- Active: 1949.2 - 1952.12
- Country: People's Republic of China
- Branch: People's Liberation Army
- Type: Division
- Role: Infantry
- Part of: 58th Corps
- Engagements: Chinese Civil War

= 174th Division (People's Republic of China) =

The 174th Division () was created in February 1949 under the Regulation of the Redesignations of All Organizations and Units of the Army, issued by Central Military Commission on November 1, 1948, basing on the 1st Sub-district of Tongbai Military District. Its history could be traced to 6th Independent Brigade of Jinan Military District formed in February 1947.

The division was composed of 520th, 521st and 522nd Infantry Regiments.

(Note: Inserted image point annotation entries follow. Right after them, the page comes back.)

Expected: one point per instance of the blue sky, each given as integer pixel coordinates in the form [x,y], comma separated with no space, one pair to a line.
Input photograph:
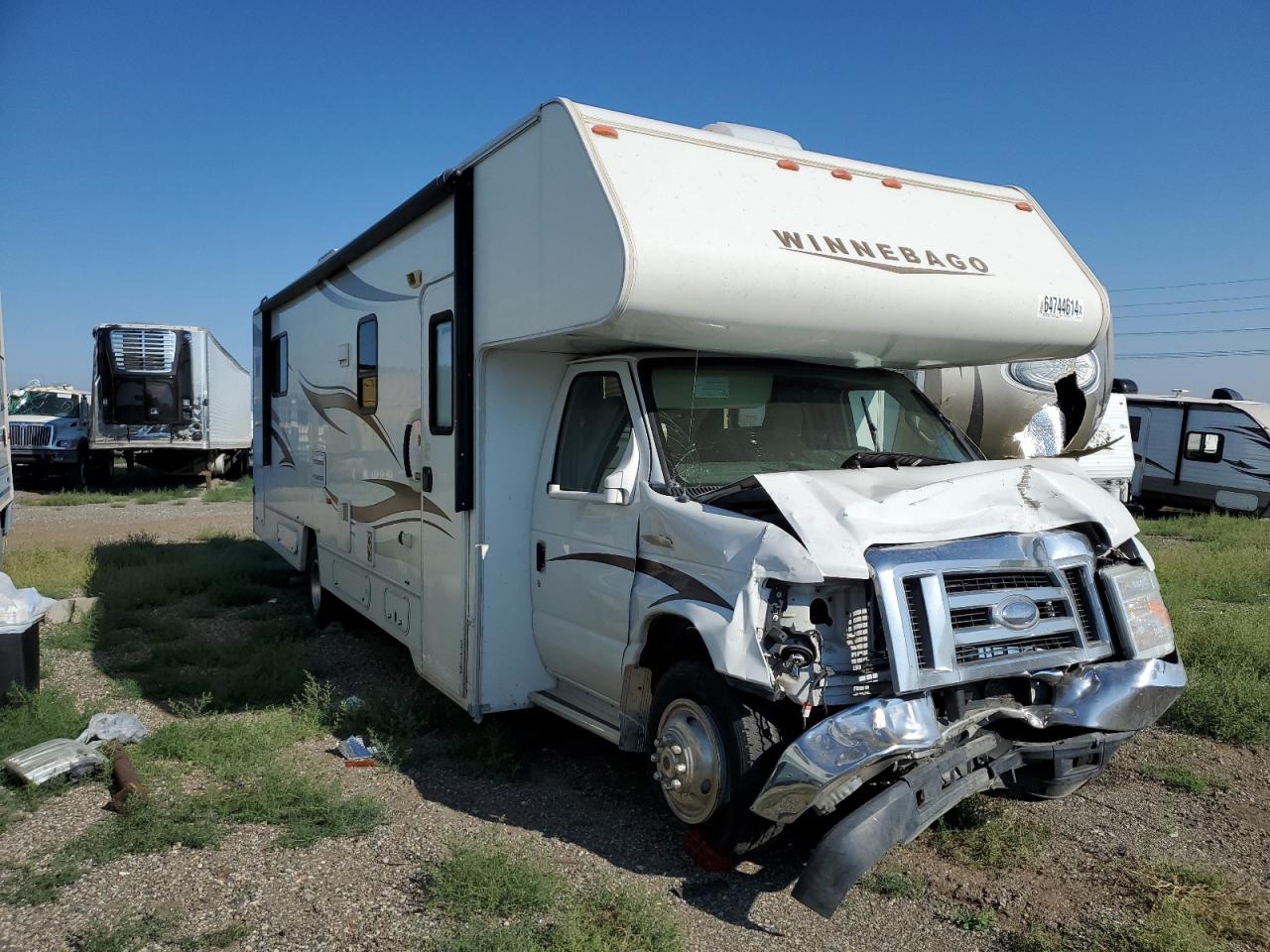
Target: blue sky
[177,163]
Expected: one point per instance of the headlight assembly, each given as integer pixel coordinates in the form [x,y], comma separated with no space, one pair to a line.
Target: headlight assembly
[1139,611]
[1042,375]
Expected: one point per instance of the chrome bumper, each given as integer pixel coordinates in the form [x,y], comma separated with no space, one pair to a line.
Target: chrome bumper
[834,758]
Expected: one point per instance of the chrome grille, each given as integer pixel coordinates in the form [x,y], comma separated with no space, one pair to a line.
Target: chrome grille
[988,607]
[27,435]
[144,349]
[973,654]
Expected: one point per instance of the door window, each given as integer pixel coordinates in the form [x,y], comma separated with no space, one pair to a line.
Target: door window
[594,431]
[368,363]
[1205,447]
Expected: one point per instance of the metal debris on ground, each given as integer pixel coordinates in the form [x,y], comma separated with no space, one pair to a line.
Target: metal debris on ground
[356,752]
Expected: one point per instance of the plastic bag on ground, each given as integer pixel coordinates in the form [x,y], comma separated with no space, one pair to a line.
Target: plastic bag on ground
[19,608]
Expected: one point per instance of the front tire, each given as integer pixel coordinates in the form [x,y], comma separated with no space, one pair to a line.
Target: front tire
[318,599]
[711,752]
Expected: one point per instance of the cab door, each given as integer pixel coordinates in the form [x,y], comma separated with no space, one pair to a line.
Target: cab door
[585,527]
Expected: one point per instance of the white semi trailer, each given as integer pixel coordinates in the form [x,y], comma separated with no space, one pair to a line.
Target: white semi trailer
[608,419]
[169,397]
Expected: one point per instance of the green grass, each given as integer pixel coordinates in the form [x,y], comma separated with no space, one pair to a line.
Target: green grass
[897,883]
[970,918]
[238,492]
[979,833]
[497,901]
[1183,778]
[1214,571]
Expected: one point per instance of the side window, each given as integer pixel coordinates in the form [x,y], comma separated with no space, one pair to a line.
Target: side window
[441,373]
[277,366]
[368,363]
[1205,447]
[594,431]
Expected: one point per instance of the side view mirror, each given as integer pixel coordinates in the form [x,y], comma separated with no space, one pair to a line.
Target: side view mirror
[620,484]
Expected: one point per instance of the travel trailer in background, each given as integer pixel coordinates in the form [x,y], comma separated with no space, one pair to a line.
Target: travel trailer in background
[49,433]
[172,398]
[1202,453]
[5,465]
[610,419]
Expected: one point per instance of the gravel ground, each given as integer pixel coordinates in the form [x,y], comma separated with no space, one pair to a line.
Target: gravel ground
[592,812]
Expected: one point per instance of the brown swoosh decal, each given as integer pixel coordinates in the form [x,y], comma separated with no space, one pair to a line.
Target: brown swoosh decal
[896,268]
[684,585]
[343,399]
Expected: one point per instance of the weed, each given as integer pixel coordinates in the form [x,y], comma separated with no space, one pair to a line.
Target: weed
[970,919]
[978,832]
[1184,778]
[897,883]
[481,881]
[238,492]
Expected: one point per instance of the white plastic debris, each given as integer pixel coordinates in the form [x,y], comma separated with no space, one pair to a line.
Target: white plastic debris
[123,728]
[19,608]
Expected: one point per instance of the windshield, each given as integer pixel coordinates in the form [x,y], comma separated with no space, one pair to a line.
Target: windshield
[44,404]
[721,420]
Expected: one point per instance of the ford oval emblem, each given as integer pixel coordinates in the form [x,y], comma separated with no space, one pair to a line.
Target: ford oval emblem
[1017,613]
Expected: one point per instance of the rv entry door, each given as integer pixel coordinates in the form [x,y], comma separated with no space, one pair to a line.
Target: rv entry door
[430,444]
[584,529]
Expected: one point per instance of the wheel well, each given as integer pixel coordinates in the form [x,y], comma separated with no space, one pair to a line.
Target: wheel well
[671,639]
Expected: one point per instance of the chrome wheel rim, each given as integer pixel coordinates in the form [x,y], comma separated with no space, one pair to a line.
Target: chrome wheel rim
[688,757]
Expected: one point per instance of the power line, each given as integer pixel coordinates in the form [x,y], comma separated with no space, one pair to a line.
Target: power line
[1194,301]
[1171,333]
[1167,356]
[1197,285]
[1191,313]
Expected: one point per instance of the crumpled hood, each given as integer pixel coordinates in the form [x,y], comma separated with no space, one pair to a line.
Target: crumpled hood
[838,515]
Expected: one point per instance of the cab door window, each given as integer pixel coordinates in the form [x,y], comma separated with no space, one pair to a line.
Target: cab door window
[594,431]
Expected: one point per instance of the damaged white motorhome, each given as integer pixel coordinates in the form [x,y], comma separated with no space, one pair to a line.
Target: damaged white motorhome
[584,426]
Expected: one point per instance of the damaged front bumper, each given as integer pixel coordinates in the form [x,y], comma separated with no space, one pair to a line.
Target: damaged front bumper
[952,761]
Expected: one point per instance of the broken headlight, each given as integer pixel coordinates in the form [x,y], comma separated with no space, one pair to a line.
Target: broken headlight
[1043,375]
[1139,611]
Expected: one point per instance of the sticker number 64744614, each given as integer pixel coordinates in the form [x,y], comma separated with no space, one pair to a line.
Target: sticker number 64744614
[1070,308]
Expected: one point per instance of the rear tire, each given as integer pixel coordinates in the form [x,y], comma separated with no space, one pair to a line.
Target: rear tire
[320,602]
[728,748]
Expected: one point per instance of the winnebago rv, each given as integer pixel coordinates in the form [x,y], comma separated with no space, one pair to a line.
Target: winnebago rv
[1197,453]
[172,398]
[5,463]
[603,420]
[49,430]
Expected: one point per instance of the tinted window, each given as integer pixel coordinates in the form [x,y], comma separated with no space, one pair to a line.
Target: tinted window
[368,363]
[594,430]
[278,365]
[441,373]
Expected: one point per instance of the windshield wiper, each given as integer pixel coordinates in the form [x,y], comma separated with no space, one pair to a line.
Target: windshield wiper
[867,460]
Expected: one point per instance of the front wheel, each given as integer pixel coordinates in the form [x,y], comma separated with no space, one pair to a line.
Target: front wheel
[711,752]
[318,601]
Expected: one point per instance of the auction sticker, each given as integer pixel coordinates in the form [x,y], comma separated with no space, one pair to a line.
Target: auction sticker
[1066,308]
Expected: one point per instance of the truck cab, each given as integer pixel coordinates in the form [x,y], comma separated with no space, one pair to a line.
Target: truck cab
[49,431]
[797,585]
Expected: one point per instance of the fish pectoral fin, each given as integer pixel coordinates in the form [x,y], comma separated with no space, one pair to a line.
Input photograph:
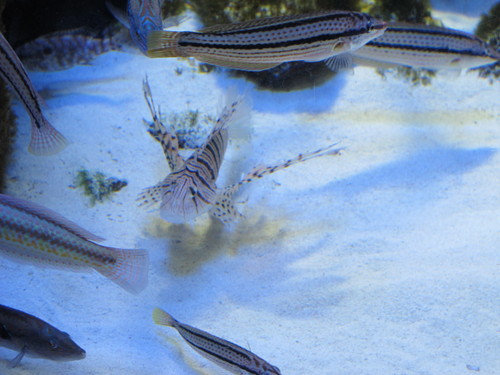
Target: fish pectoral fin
[17,359]
[250,66]
[339,63]
[223,208]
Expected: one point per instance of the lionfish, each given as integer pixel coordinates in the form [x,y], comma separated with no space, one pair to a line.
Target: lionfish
[190,189]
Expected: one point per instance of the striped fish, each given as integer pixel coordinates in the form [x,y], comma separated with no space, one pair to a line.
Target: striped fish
[229,356]
[45,139]
[190,190]
[33,337]
[142,17]
[265,43]
[424,46]
[32,233]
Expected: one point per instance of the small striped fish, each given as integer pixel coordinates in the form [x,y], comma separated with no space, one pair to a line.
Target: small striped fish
[32,233]
[33,337]
[431,47]
[45,139]
[229,356]
[265,43]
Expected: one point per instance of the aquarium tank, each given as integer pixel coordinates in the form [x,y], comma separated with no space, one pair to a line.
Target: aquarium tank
[249,187]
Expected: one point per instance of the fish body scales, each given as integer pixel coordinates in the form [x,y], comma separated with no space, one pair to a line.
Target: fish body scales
[261,44]
[30,234]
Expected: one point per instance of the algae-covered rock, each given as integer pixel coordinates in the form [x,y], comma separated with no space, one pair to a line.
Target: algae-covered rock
[489,29]
[288,76]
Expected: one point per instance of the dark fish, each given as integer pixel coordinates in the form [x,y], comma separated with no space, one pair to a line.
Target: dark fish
[45,139]
[33,337]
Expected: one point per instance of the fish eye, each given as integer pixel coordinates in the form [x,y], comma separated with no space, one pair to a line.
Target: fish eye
[53,344]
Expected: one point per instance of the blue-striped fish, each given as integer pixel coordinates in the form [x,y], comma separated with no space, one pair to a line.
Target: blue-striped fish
[424,46]
[33,337]
[265,43]
[35,234]
[143,16]
[190,189]
[226,354]
[45,139]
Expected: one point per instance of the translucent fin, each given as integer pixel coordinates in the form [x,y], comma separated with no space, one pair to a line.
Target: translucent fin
[223,208]
[49,215]
[17,359]
[163,44]
[163,318]
[340,62]
[158,131]
[45,139]
[130,270]
[240,65]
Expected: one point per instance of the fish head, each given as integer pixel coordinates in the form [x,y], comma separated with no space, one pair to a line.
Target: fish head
[55,345]
[183,200]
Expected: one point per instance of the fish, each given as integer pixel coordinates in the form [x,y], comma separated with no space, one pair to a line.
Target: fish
[45,139]
[35,234]
[190,189]
[142,17]
[226,354]
[425,46]
[34,337]
[63,50]
[265,43]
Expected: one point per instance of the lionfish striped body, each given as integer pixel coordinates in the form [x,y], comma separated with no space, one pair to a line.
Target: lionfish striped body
[45,139]
[431,47]
[226,354]
[190,189]
[32,233]
[264,43]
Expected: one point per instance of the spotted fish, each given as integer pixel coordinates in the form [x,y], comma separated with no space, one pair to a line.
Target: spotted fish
[226,354]
[45,139]
[33,337]
[265,43]
[190,189]
[424,46]
[35,234]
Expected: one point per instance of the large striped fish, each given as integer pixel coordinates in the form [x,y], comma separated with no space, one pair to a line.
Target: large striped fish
[226,354]
[45,139]
[35,234]
[190,189]
[265,43]
[424,46]
[33,337]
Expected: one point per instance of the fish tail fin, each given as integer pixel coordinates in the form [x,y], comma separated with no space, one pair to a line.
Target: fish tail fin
[163,318]
[45,139]
[163,44]
[130,269]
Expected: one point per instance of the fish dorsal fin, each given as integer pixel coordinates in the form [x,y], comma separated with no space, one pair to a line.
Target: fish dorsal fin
[250,66]
[340,62]
[17,359]
[119,14]
[49,215]
[223,207]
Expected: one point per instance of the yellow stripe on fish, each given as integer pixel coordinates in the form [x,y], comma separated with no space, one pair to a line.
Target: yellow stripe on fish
[38,235]
[264,43]
[226,354]
[425,46]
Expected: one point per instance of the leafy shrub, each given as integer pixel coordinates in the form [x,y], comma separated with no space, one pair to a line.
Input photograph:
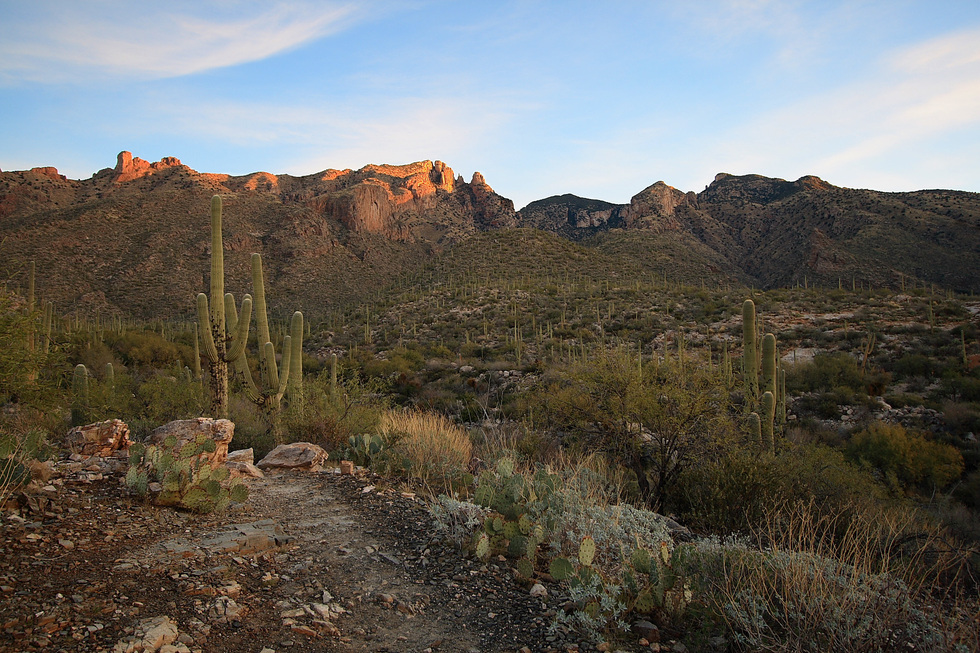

As a part of 58th Corps, during the Chinese Civil War the division mainly focusing on the Campaign to Suppress Bandits in Southwestern China.

In late July 1950, 174th Division, reinforced with 15th Independent Infantry Regiment of Henan Military District, was transferred to Guangxi and merged with Yishan Military Sub-district.

During its deployment in Yishan area, the division (and the military sub-district) eliminated a total of 38,768 bandits.

In June 1952, 522nd Infantry Regiment was transferred to 2nd Forestry Engineering Division as 6th Regiment.

In December 1952 the division was disbanded.